El orden de las cosas
Todo estaba repartido desde el principio
A la jirafa, un corazón de pozo profundo
A Ulises el divino, los nudos de su balsa
A cada siglo, su propio cuchillo afilado
A cada máscara, un solo personaje
Al agua, no pasar del cuello
Al vértigo, la inmovilidad si la desea
Al llanto de Demócrito, la risa de Heráclito
A los amigos, más de lo posible
A la hija única, todas las fotografías de su madre
A los padres de todos, que nada cambie demasiado
Al día, la amenaza del infinito
A las vacas de peluche, el mito de Europa
A la tierra plana, otras cosas bellas que no existen
A la ciudad, un círculo, una línea y buena suerte
A los libros, que valgan al menos lo mismo
que un minuto de realidad
Al camello, el reino de los cielos directamente
Al lugar en que se nace, una maleta con brújula
Al lugar en que se muere, otra (y juro que existen)
A la mierda, tantos años de hambre
A Narciso, un estanque limpio
A los caminos laterales, que se vuelvan centrales
(y a los centrales, que se vayan de fiesta)

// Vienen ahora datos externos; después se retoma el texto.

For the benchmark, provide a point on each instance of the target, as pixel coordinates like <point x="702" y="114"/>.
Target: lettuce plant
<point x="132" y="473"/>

A la luz, ser monopolio de un solo sentido
A los amantes, hacer largo su viaje
A los poetas jóvenes, tres manuales de métrica
A los poetas mayores, ver lo que veía Rilke
A la alegría, una manzana, un Buda y un relámpago
Al azar, todo lo demás
El camino hacia arriba y hacia abajo
Asomado al lago he visto dos caminos.
Uno comienza en mi habitación y crece,
se convierte en calle, árbol frondoso,
paseantes en Hyde Park, ciudad, país,
galaxia, que armónicamente se multiplican
dejando caer a su paso, como al desgaire,
lo que después llamaremos tiempo.
El otro comienza en ese algo sobre nosotros,
lúcido y visible cuando toma forma
de Osa, Gemelos y Cochero,
se empequeñece de pronto, se rinde,
se convierte en galaxia, país,
Charleville, mi habitación, este recuento.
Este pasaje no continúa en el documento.